Meanwhile Kenseth's afternoon was about to go from bad to worse: on lap 178 he was rammed in the rear end by Brian Vickers and punted into the wall. It seemed like retaliation by Vickers on Kenseth for their on-track spat two weeks ago at Martinsville, every bit as blatant as the retaliation on Ron Hornaday that had seen Kyle Busch parked at Texas last weekend, so everyone held their breath to see whether NASCAR agreed that this crossed the mythic 'line' that they had evoked for Busch. No action was forthcoming, and NASCAR explained that Kenseth had been suffering from brake issues and the crash was a result of an unsuspecting Vickers coming up too fast on the rear of a coasting #17 that was having to ease unusually slowly into the turn.
Kenseth wasn't convinced. "Well yeah, obviously it is retaliation for retaliation," he said. "You have someone that has been telling everybody for four or five weeks that as soon as he got a chance at a fast race track he was going to make it hurt and wipe us out and they do nothing about it. It was so premeditated it just surprises me that they didn't do anything. I am disappointed but I expected it."

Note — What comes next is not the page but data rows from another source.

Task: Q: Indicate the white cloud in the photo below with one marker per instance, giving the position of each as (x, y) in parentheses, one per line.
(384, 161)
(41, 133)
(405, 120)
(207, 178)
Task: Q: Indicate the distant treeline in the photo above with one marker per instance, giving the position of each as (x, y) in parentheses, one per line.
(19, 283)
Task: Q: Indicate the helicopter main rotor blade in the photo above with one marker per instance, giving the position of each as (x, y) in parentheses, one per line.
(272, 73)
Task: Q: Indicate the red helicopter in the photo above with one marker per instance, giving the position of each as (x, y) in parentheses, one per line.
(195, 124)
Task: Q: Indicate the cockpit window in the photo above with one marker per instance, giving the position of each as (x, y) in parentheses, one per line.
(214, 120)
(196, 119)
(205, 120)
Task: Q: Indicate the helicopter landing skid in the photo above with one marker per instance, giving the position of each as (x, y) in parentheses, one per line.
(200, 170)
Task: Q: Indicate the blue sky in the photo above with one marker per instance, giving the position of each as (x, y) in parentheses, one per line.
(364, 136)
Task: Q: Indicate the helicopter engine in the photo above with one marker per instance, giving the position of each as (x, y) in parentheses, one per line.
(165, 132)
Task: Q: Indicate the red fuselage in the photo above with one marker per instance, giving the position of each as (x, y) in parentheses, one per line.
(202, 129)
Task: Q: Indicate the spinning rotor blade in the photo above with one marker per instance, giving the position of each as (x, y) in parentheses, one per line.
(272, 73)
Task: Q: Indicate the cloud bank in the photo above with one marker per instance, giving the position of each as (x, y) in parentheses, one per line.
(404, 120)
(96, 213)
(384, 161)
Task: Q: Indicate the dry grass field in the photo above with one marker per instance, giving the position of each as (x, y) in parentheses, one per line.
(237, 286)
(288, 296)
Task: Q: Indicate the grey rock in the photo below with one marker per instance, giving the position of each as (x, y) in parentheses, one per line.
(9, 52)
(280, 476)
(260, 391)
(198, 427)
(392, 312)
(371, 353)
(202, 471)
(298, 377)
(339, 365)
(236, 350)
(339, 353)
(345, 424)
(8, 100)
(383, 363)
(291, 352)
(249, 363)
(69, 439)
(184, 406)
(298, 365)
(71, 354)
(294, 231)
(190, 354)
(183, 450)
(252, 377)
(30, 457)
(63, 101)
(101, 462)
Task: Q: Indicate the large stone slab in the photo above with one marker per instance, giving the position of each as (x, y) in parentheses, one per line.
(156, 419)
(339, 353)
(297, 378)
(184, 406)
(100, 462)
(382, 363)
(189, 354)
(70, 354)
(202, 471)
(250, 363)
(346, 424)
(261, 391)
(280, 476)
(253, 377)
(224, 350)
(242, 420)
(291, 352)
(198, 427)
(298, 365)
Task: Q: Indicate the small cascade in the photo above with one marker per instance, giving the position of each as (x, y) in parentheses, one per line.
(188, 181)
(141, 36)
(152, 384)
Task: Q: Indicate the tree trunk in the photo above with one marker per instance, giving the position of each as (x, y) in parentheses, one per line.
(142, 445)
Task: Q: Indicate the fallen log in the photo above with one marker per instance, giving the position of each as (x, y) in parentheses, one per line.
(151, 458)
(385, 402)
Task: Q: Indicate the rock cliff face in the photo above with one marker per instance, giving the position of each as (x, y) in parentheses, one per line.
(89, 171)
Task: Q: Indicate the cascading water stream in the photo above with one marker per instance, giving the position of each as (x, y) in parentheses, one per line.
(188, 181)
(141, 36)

Referring to the Busch-Hornaday retaliation last weekend, Kenseth added: "If NASCAR is going to start parking people for being mad 25 second after you wreck and wrecking somebody then you would park somebody for that ... They need to figure out how to get the drivers to settle their difference in a different way and talk about it or figure it out or do something instead of using your car as a battering ram somewhere this fast."
Kenseth did re-emerge much later to try and claw back a few positions and points back, and everyone waited to see whether he would seek out Vickers for some revenge of his own. "No, not at all. I don't stoop to that level," he insisted. "I would never sit down there and wait for somebody and take a cheap shot like that. You can hurt someone like that and that isn't sportsmanlike and that isn't something I would do."
"I wasn't planning on paying him back," Vickers insisted. "He wrecked me at Martinsville, he got wrecked here. I'm not saying I wasn't going to pay him back, I'm just saying that wasn't it."
With Kenseth out of the way and Kevin Harvick never a threat at Phoenix - usually running around the mid-teens all afternoon - the Chase battle really had finally had come down to a two-man shootout. Edwards led Stewart to the restart on lap 182, but Smoke wasn't about to take that lying down and he promptly put the #14 back in front again to make the point that this was his race, thank you very much, and that Carl should keep his hands off it. Tony led for the next 40 laps until the eighth yellow on lap 220 when Robby Gordon managed to hit the wall (Geoff Bodine having done so much damage to the #36 by this point that he was no longer available for caution instigation incidents.)
That proved to be the last caution of the day, which left the cars with almost 90 laps to run to the end - too far to get to without a final pit stop, so fuel conservations strategies were moot. All that mattered was the timing and execution of the final pit stop, and of course who had the best cars for the cooling conditions.
Kurt Busch and Paul Menard had taken two tyres each and duly led the field ahead of Edwards and Stewart. Menard soon dropped back, but Busch proved remarkably resilient in the lead and led the next 57 laps, until suddenly he found he'd pushed the fuel too far - he'd run dry on his approach into pit lane. That meant that the ensuing stop was painfully long as the pit crew had to coax gas back into the fuel lines. Then he stalled it trying to get away and finally to add salt to the gaping self-inflicted wound he got a drive-thru for entering pit lane too quickly because of the distractions.
Busch isn't known for his calm demeanour at such moments, and once again he was on the radio venting for all to hear: "We just never learn from our mistakes. Brilliant. Just brilliant," he fumed. "Just trying to make sure we finish 11th in points, aren't we? Unreal."
That put Carl Edwards in the lead again with Kasey Kahne in second, having worked his way steadily up through the positions since the last restart. Kahne pitted first on lap 288 and took right-side tyres and fuel; Edwards was in four laps later on the same strategy and Stewart was in shortly after switching to a no-tyre, fuel-only gambit.